トラウマメモリー⑦




「ファミレスでいい?」


裕香は特に目的地を持っておらず、辺りを適当に見渡しながら見つけたファミレスを指差した。 だが真記としては快く返事できず、迷いながらも首を横に振った。


「ううん・・・。 近くのカフェがいい」

「カフェ? どうして?」

「・・・」


人が大勢いるのが怖いのはどんな状況でも変わらない。 しかし何となく今は言えなかった。 真記の心情を察したのか、裕香は小さく息を吐いて言う。


「カフェかぁ。 いいよ、こだわりはないし」


そうして人の少ない場所へと移動することになった。 簡単な飲み物を注文し話に入る。


「本当に怖かったよね。 さっきの人は誰? 元カレ?」


その言葉に小さく頷いた。


「そっかぁ。 真記さんは可愛いもん。 別れてもしつこく付き纏う男くらいいるだろうね」

「・・・」


共感されてもあまり嬉しくなかった。


「今まで本当に頑張ったね。 よしよし」


そう言って頭を撫でてくれた。 普通は嫌悪感を抱くところだが、今はそれがなかった。


―――何だろう、この違和感・・・?

―――安心はしないけど何とも思わない。


決して悪い感情ではないのだ。 ただこの気持ちに対する適切な表現を真記は持っていなかった。 カフェの店内は落ち着いていて、クラシックなのかゆったりした曲が流れていて心も落ち着く。

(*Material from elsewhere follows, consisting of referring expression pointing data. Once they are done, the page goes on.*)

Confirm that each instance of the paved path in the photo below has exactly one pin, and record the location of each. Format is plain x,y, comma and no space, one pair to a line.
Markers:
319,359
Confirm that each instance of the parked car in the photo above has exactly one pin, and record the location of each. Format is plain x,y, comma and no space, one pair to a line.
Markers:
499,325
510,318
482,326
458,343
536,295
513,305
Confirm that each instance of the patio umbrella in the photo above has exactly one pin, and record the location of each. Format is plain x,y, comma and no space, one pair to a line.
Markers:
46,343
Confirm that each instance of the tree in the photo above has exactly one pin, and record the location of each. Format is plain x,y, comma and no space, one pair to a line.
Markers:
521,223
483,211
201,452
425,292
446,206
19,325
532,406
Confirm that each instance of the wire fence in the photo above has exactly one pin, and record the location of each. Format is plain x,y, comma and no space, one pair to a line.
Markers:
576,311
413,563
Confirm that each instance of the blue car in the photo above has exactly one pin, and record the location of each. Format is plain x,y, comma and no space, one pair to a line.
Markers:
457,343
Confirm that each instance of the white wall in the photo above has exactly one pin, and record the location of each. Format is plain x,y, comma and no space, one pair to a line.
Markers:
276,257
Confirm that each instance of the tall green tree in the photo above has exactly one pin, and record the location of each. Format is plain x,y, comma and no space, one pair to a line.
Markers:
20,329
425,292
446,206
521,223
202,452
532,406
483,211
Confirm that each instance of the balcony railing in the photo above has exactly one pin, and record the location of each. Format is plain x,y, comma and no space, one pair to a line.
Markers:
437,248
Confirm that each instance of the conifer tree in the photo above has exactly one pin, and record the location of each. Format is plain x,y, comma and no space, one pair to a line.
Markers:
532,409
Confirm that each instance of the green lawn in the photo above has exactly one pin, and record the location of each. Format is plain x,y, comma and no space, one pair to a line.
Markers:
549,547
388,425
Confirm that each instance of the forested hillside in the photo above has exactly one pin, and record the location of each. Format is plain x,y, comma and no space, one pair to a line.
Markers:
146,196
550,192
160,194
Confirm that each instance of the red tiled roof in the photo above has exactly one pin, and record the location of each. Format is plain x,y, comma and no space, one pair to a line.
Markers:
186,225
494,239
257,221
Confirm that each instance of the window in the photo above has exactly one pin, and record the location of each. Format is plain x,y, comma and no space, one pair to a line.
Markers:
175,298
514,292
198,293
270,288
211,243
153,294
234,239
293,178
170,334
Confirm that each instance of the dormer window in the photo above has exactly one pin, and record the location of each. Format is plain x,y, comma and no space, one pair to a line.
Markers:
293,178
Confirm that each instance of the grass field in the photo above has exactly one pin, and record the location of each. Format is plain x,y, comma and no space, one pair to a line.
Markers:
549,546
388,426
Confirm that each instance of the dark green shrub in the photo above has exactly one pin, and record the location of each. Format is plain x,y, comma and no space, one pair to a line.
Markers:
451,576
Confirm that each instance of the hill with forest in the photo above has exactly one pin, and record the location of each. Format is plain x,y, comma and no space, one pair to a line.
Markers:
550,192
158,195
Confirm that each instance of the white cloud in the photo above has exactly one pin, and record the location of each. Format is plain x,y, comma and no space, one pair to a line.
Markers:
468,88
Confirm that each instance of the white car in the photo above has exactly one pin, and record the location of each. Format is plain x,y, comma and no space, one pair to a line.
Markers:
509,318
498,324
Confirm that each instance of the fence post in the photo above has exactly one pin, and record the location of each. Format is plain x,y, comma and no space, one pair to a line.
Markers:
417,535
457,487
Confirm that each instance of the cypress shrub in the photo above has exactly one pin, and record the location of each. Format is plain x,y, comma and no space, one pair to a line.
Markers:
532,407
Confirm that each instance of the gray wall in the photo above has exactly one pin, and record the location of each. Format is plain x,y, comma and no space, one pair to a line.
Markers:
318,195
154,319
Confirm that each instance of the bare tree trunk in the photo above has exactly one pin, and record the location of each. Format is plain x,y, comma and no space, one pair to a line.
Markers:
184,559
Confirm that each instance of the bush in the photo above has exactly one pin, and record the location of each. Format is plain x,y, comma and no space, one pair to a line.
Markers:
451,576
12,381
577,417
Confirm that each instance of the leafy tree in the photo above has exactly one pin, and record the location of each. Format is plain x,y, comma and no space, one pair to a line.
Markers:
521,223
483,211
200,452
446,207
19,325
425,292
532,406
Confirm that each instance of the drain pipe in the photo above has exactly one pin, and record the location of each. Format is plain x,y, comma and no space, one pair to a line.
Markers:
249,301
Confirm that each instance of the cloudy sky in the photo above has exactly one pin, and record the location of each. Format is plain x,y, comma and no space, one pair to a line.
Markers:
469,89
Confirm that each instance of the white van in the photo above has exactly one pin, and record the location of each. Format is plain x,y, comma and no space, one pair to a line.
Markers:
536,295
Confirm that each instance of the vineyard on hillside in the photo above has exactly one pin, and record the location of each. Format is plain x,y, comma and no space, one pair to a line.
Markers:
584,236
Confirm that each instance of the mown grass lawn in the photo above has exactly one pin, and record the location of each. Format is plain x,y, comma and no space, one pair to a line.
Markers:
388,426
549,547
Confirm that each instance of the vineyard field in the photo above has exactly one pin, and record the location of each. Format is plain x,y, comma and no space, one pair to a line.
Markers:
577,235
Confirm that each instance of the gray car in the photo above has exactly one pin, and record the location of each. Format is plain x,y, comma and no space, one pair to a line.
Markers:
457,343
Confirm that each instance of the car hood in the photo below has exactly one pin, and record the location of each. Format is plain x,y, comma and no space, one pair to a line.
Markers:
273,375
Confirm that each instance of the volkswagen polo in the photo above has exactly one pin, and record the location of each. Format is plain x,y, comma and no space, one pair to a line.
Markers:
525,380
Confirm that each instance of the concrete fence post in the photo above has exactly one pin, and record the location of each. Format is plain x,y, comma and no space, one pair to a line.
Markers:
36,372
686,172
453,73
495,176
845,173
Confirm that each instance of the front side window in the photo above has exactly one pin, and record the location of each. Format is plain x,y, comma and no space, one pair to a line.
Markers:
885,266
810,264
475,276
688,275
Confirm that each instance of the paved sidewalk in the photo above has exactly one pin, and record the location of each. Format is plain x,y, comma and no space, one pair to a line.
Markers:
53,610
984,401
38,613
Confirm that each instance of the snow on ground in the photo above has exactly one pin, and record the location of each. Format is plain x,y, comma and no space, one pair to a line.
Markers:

鼓動していた心臓が柔らかに収まるにつれて、動揺からも回復していった。


―ブー、ブー。


その時、裕香のスマートフォンが鳴った。 静かな店内に響き渡る少々耳障りな音。 電話があまり好きではない真記からしたらすぐに音を消してほしかった。


「あ、ちょっとごめんね」

「・・・うん」


しばらく裕香はスマートフォンを弄る。 だが一向に終わる気配がない。


―――・・・何かあったのかな?


気になって尋ねてみた。


「・・・誰から?」

「あー。 彼氏からかな?」


―――何か、曖昧な返事・・・。


少し濁したような発言に引っかかりつつ、自分の分の勘定を机に置き真記は席を立とうとする。


「じゃあ、私はそろそろ」

「駄目だよ! まだここにいて!」 


そう言って裕香は行かせないよう真記の腕を掴んだ。


「でも、彼氏を優先させた方が・・・。 私なんかより」

「何を言ってんの。 今は真記さんの方が大事に決まっているじゃん?」

「どうして・・・?」

「だって友達が苦しんでいるんだよ?」

「・・・友達?」

「そう、友達だよ? 彼氏には断っておくから」


そう言って裕香は再びスマートフォンを弄る。 引き留められたのを無理に離れることもできず、真記はもう一度席に座った。


「これでよし」


裕香はスマートフォンをしまい真記に問う。


「それで? 今日はこの後どうするの?」

「えっと・・・」

「真記さんって独り暮らし?」


自身の情報を言うことに抵抗はあったが、コクリと頷いていた。


「一人なら絶対に危険だよ! さっきの男がまた付いてくるかもだし」


その可能性は当然考えられる。 今もカフェの外では晃良が待っているのではないかと思ってしまう。 念のため窓から外を確認してみているが、その姿は確認できない。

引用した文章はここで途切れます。